About a year ago, I put myself on a timeout from life and moved to an isolated off the grid yurt on what was once a 12,000-acre sheep ranch in Northern California’s Mendocino County. I had been ineffectively dealing with the gnawing anxiety and low level thrum of depression that comes (gratis!) with your standard-issue late twenties life crisis, and instead of dealing with it like the grown up I aspire to be, I quit my job and ran away to the woods.
The original plan was to hide out for a couple months with the somewhat ambiguous goal of “sorting my head out.” I figured I’d sit in the yurt and through sheer willpower, I’d think myself out of my own head. In retrospect, it makes a lot less sense than it did at the time.
I arrived fresh from the city in mid-winter; depressed, faintly heartbroken and scared of the dark. The yurt, or yurts as it were, (there are three round buildings on the property) sit amongst steeply rolling, oat straw-covered hills that are home to an impressive population of lizards, rabbits, deer and wild boar as well as the coyotes, rattlesnakes, mountain lions and bears who eat them. The air smells good; in the winter it’s all wet and mossy, soft squishy smells of mud, damp leaves and wood burning stove smoke while in the summer the fearsome heat turns it all crackly dry and the world smells of dust and hay. The property is three miles up a private, and at times questionable, dirt road with a few scattered houses tucked into the hills off of it.

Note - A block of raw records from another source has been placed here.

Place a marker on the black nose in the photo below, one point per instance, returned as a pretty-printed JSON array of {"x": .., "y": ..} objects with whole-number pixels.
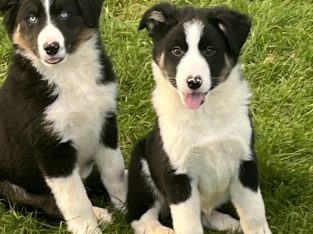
[
  {"x": 52, "y": 49},
  {"x": 194, "y": 82}
]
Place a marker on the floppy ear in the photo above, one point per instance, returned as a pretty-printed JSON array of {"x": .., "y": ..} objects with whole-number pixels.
[
  {"x": 91, "y": 11},
  {"x": 234, "y": 25},
  {"x": 9, "y": 9},
  {"x": 159, "y": 19}
]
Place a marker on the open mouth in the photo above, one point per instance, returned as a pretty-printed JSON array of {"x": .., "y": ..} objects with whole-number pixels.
[
  {"x": 193, "y": 100},
  {"x": 54, "y": 60}
]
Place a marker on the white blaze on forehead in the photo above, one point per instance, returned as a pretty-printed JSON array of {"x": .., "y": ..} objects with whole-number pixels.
[
  {"x": 193, "y": 64},
  {"x": 193, "y": 31},
  {"x": 49, "y": 34},
  {"x": 46, "y": 4}
]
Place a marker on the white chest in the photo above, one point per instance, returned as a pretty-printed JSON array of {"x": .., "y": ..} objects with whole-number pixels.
[{"x": 82, "y": 102}]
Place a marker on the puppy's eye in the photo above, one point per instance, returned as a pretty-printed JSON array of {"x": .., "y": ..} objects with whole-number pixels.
[
  {"x": 32, "y": 19},
  {"x": 209, "y": 51},
  {"x": 64, "y": 15},
  {"x": 177, "y": 51}
]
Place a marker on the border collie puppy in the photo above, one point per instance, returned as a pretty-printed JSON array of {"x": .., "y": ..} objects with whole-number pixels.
[
  {"x": 200, "y": 153},
  {"x": 58, "y": 112}
]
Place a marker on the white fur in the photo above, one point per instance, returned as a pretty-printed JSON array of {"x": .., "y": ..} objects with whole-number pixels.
[
  {"x": 78, "y": 112},
  {"x": 208, "y": 144},
  {"x": 111, "y": 166},
  {"x": 49, "y": 34},
  {"x": 149, "y": 223},
  {"x": 78, "y": 211},
  {"x": 250, "y": 208},
  {"x": 186, "y": 215},
  {"x": 193, "y": 63}
]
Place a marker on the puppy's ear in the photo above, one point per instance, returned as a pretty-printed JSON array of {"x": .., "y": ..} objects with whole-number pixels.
[
  {"x": 9, "y": 9},
  {"x": 234, "y": 25},
  {"x": 91, "y": 11},
  {"x": 159, "y": 19}
]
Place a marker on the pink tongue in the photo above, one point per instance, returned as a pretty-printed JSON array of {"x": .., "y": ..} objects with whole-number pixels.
[{"x": 193, "y": 100}]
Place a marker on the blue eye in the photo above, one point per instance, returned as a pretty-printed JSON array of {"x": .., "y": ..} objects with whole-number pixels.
[
  {"x": 209, "y": 51},
  {"x": 177, "y": 51},
  {"x": 32, "y": 19},
  {"x": 64, "y": 15}
]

Most of them spend most of the year unoccupied and the few, wonderful year-round neighbors I do have, I can neither see nor hear. At night, there is one manmade light visible in the distance. The world here is very quiet and absurdly, almost stupidly, beautiful.
After a few weeks alone in it all, I adopted a puppy; a sweet little black and white country mutt who eats grass likes a horse, has the face of a seal, and the coloring of a cow. After solemnly vowing to be best friends till one of us died, I named him Bunny. After that, I got on with living life in the middle of nowhere by myself.
Keeping the basics of life running smoothly off the grid takes effort. On the modern conveniences spectrum, the yurts sit somewhere between rustic cabin and camping. Many of the things I’ve always taken for granted; AC electricity, reliable refrigeration, heat, the internet, or a freezer, are either difficult to get, not very good or simply not available. A 30-year-old solar panel creates just enough power to keep a few dim 12-volt light bulbs going for a few hours each night. Keeping food fresh involves an infuriating dance between a malfunctioning 1930s propane-powered fridge, a 1990s cooler and a dozen or so ice packs. In the winter, heat comes from a wood burning stove, a sweater or jumping jacks. For someone used to cranking the heat to eleven just to wear cutoffs in winter (global warming and gas bills be damned) this marks, I am ashamed to admit, a big change.
Outside of these more technical, workaday differences, the biggest change from city life is the isolation; much of life up here is a solo swim in a vast ocean of time. Before I made friends there were times when I didn’t see another person for days on end. It is a strange and challenging thing to spend so much time alone. Before the move, I was terrified that all the alone time would drive me crazy– and fast– but in one of the biggest surprises of my life, I’ve found that I love it. There is something almost profound in the freedom of being a girl alone in the woods with a dog that feels like something close to magic.
I don’t know what’s in store for me next. I think I had thought of this whole thing as a way of proving myself to myself, a trial of sorts that would naturally come to an end. I had visions of a triumphant return to “real life” with a great tan and an aura of that unnerving new age calm that’s a total pain in the ass to be around. And while that still could happen, the truth of the matter is I think I may have found, if not happiness, something very close, like contentment.